İREM CEYLİN DEMİRCAN/İZMİR
Turizmde sezon, Ramazan ve Kurban Bayramları’nın erken tarihlere denk gelmesiyle birlikte yüksek doluluk oranlarıyla açıldı. Ancak yüksek sezon olan temmuz ayına gelinmesine, okulların kapanmasına rağmen özellikle kıyı kesimlerde otellerin ve sahillerin beklentinin altında doluluk yaşanıyor Sektör temsilcileri, Türkiye’nin hem yerli hem de yabancı turistler nezdinde “pahalı ülke” algısına sahip olmasının bu durumu tetiklediğini belirtiyor.
“Umudumuz ilerleyen aylarda rezervasyon taleplerinin artacağı yönünde”

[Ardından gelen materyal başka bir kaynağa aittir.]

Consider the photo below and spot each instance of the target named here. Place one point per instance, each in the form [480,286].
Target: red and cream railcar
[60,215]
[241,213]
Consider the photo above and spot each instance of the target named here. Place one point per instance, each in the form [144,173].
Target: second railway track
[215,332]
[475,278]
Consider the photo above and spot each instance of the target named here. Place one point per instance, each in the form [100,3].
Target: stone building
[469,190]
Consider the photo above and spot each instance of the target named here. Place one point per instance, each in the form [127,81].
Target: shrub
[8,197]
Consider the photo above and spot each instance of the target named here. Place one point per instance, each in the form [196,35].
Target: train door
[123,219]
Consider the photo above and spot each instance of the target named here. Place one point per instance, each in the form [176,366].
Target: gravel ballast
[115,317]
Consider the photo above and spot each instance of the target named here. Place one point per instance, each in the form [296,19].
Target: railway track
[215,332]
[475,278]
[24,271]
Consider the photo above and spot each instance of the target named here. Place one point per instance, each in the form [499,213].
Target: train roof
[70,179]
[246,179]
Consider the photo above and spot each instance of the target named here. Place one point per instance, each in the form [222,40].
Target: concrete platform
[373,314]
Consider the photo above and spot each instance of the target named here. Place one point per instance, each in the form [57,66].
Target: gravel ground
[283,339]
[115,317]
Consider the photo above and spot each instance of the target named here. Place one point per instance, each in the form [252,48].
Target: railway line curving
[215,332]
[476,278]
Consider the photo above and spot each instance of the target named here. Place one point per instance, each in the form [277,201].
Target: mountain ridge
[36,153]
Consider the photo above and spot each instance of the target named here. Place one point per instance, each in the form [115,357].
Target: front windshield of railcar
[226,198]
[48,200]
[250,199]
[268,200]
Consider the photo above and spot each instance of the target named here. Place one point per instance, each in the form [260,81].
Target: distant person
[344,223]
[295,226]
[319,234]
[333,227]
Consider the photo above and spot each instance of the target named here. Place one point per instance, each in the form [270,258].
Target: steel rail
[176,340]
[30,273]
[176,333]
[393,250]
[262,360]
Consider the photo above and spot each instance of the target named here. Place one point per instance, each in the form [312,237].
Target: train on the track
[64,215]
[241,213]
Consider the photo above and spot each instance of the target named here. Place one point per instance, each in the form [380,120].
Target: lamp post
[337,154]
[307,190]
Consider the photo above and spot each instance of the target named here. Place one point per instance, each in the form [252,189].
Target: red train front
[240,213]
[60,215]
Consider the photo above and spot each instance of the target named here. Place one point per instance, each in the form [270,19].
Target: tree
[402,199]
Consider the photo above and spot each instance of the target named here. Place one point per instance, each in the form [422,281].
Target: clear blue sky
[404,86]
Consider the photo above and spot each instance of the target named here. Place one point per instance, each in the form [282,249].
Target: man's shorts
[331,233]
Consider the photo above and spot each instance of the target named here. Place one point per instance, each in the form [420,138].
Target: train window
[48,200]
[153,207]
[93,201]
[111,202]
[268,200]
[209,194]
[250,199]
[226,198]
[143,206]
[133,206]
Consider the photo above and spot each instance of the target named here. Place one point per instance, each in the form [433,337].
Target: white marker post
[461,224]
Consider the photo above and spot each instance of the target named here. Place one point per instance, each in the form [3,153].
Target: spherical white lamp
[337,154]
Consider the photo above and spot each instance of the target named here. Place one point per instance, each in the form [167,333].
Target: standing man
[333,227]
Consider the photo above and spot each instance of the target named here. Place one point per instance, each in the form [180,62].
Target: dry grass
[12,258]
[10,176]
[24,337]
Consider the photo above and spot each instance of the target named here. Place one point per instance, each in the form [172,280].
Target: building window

Bayram döneminde doluluk oranlarının yüzde 95 seviyelerine yükseldiğini ifade eden Türkiye Otelciler Federasyonu (TÜROFED) Başkan Yardımcısı ve Ege Turistik İşletmeler ve Konaklamalar Birliği (ETİK) Yönetim Kurulu Başkanı Mehmet İşler, “Kurban Bayramı tatilinin kısa kalması bu bereketin daha uzun zamana yayılmasına engeldi. Yükselen maliyetler, baskılanan dövizle karlılık marjının giderek düşmesine rağmen bayramlarda yine de turizmcinin yüzü güldü. Şimdi bayram sonrası nispeten bir yavaşlama ve doluluk oranlarında düşüklük söz konusu. Ayrıca dünyadaki rakiplerimizle rekabet gücümüzün zayıflamasının da, iç pazar da ekonomik zorluklardan dolayı vatandaşlarımızın tatillerini daha kısa tutma zorunluluğu hissetmelerinin payı da var. Ancak Temmuz, Ağustos ve Eylül aylarında rezervasyon taleplerinin artacağını ve yıl hedeflerinin gerçekleştirilebileceğini tahmin ediyor ve umuyoruz.” dedi.
“Yerli turist artık araba yakıtının ücretini bile zor karşılıyor”
Turizm sektörünün çok hassas dengeler üzerine kurulu bir sektör olduğunu ve hem Türkiye’nin çevresinde yaşanan savaşların hem de Türkiye’deki yüksek enflasyon ve girdi maliyetlernin gelen turisti etkilediğini dile getiren Dalaman, Ortaca, Köyceğiz Turistik Otelciler ve İşletmeciler Birliği Derneği (DOKTOB) Başkanı Yücel Okutur, “Turizmcinin maliyetlerini çok yükseldi. Bu maliyetler turizmciyi gerçekten çok zor durumda bıraktı. En basiti yurt içinde okullar tatil oldu. Gelen yok. Niye yok? Yakıta gelen zamlardan sonra insanların sadece arabayla bir yere gelip gitmesi en az 10 bin TL tutuyor. Önceden 10 bin TL’ye gelip bir hafta tatilini yapıp dönüyordu. Durumumuz çok kötü. Deniyor ki 60 milyon turist 60 milyar gelir. Bu aman ne kadar güzel bir gelir diyeceğimiz bir şey değil. Niye değil? Eskiden 35 milyon turist gelirken biz 45 milyarla 50 milyar arasında gelir elde ettiğimize göre demek ki bu işte bir yanlışlık var. Anlatabiliyor muyum?" diye konuştu.
“Türkiye, Avrupa'nın en pahalı destinasyonu konumunda”
Şu an sezonun beklenenin çok altında geçtiğini ifade eden Türkiye Seyahat Acentaları Birliği (TÜRSAB) İzmir Bölge Temsil Kurulu Başkanı Kıvanç Meriç, “Yüksek sezon veya sezona girmişiz gibi bir durum söz konusu değil. Rakamlar bayramdan sonra bayağı bir düştü. Bu saatten sonra Türkiye sadece iç pazar değil dış pazarda da çok pahalı bir ülke konumuna geldi. Dövizin yükselişiyle enflasyon yükselişi eş olmadığı sürece arada oluşan makas tamamıyla maliyetlere bindiriliyor, satış fiyatlarına bindiriliyor. Dolayısıyla Avrupa'nın sahil bölgelerinde en yüksek konaklama, en yüksek gıdası olan ülke durumunda yaşıyoruz. En üzücüsü de kendi vatandaşımız bile artık kendi ülkesine tatil yapmıyor.” ifadelerini kullandı.